Our backpacks were strapped on and we were rolling our board-bags (thanks to Kahi’s brilliant skateboard idea) and everything was going great until it came time to cross the street. There was one of those stairway pedestrian overpasses and boy was it a pain in the a** to carry our stuff up those wet slippery stairs. Then the rain came. Young boys with umbrellas were everywhere offering shelter from the rain for a small fee but we were already so soaked.
There were buses everywhere and it was difficult to find the one we needed to catch. At first we accidentally got on the wrong bus and had to unload everything and get off. After running around everywhere, Kahi found the right bus but we had to pay double for our boardbags. The bus driver told Kahi and I to sit in the front of the bus (for a better view), Shaun sat in the back to keep and eye on our stuff.
Our bus driver drove like a mad man, but I guess that’s how everyone drives here. It was pouring rain and he was passing people, weaving in and out of traffic on a two lane windy road. There were many times where I seriously though we we’re going to get into a head on collision. Then our driver found my motorbike helmet and decided to wear it, he drove with it on for about half and hour. Anyway we finally made it to Pelabuhanratu four hours later.

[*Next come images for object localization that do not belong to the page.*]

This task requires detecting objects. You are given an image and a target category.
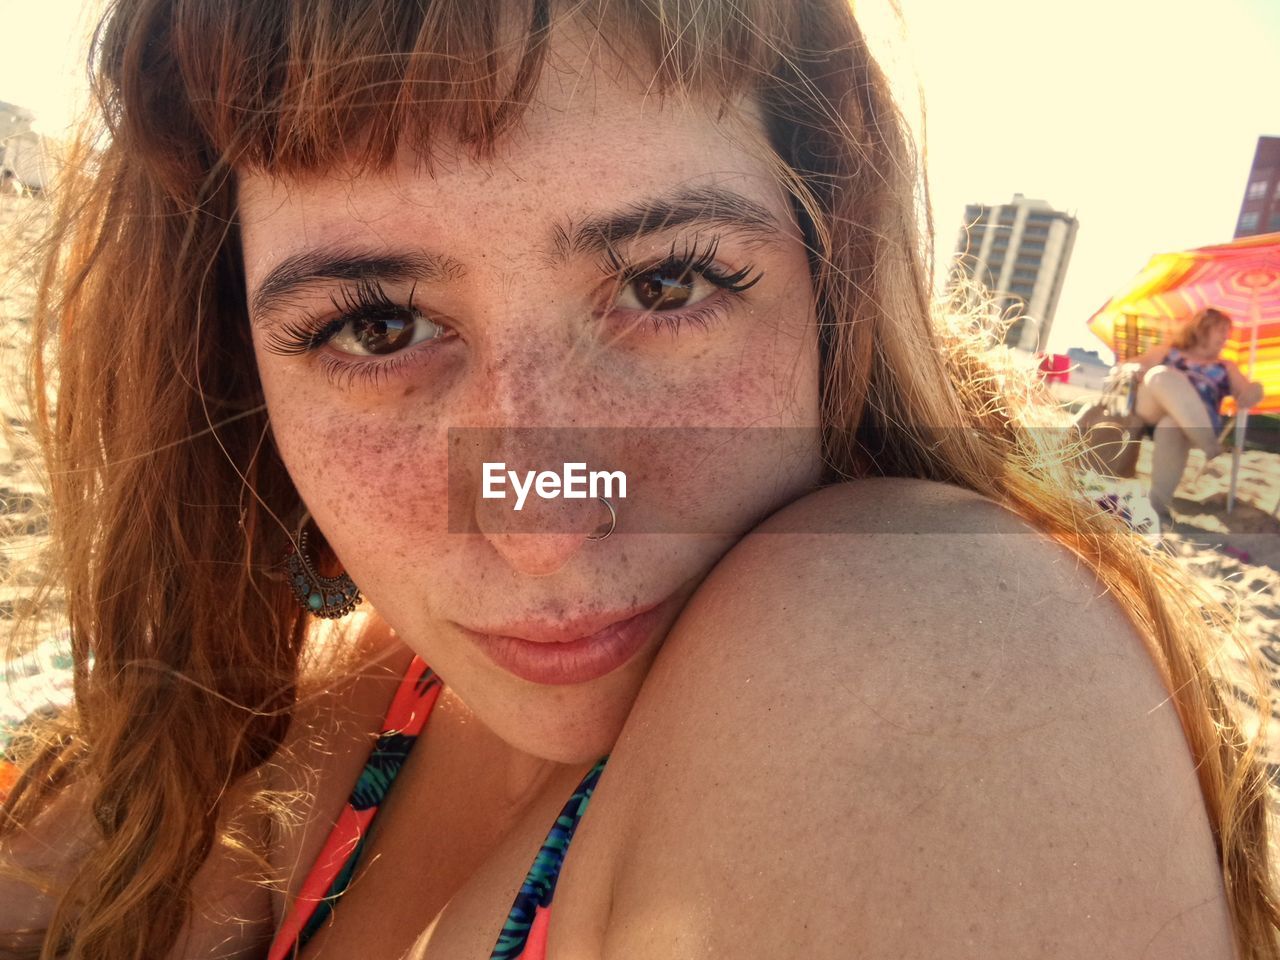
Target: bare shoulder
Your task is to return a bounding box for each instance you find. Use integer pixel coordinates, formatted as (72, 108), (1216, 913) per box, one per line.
(0, 624), (408, 958)
(1221, 358), (1255, 386)
(585, 479), (1234, 959)
(0, 773), (97, 953)
(1221, 357), (1247, 379)
(162, 770), (276, 958)
(0, 764), (275, 958)
(173, 624), (412, 957)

It was quite late when we got off the bus and everything was closed. There we’re a group of guys that surrounded us and wanted to take us to Cimaja on their motorbikes. We had our backpacks and boardbags with us and it was still raining so that was not going to happen. There weren’t any hotels open and for a moment we thought we’d have to wait until morning to catch a bus or arrange for a driver.
We were getting quite desperate, so Kahi went to see if he could find someone to help us. He found a guy with a bus that would take us to Cimaja for 200,000IDR ($25 which is expensive for such a short drive but we were desperate). We were so stoked to get out of that sketchy situation and gladly paid him. He took us to The Green Room, luckily it had a bar and was open late. It was the first time the guys at the losmen had ever seen a bus pull up to the green room and were shocked at how we were able to pull it off.
The Green Room is owned by Kerry a guy from California and his local wife ChiChi. The rooms were cheap at $3 a night and the food was great. The bar was a great place to talk story, watch cable tv, or use the internet. Kerry and ChiChi we’re so helpful and more than willing to help us out. Kerry told us the best places to surf and also highlighted our map on where else we should check out. ChiChi was a beautiful woman who cooked the best food that I’ve had so far on our trip. She made the best sate (beef skewers) I’ve ever had. They were so tender, her secret was to wrap the skewers in papaya leaves.



The Green Room was located right across the street from the surf break Cimaja. Kerry said that we had come at the perfect time because it’s currently Ramadaan, so the locals aren’t suppose to surf. The water was pretty dirty from all of the rain but it was a fun wave and there were only about 6 of us out. The swell was a little too big for the spot though so it was closing out.


We were told that the street we were staying on was nicknamed “little baghdad” and that there we’re Alquaeda Training Camps right up in the mountains. Knowing that September 11th was coming up we decided that we should get the hell out of there and move on to Ujung Gentang in search of Turtle Beach.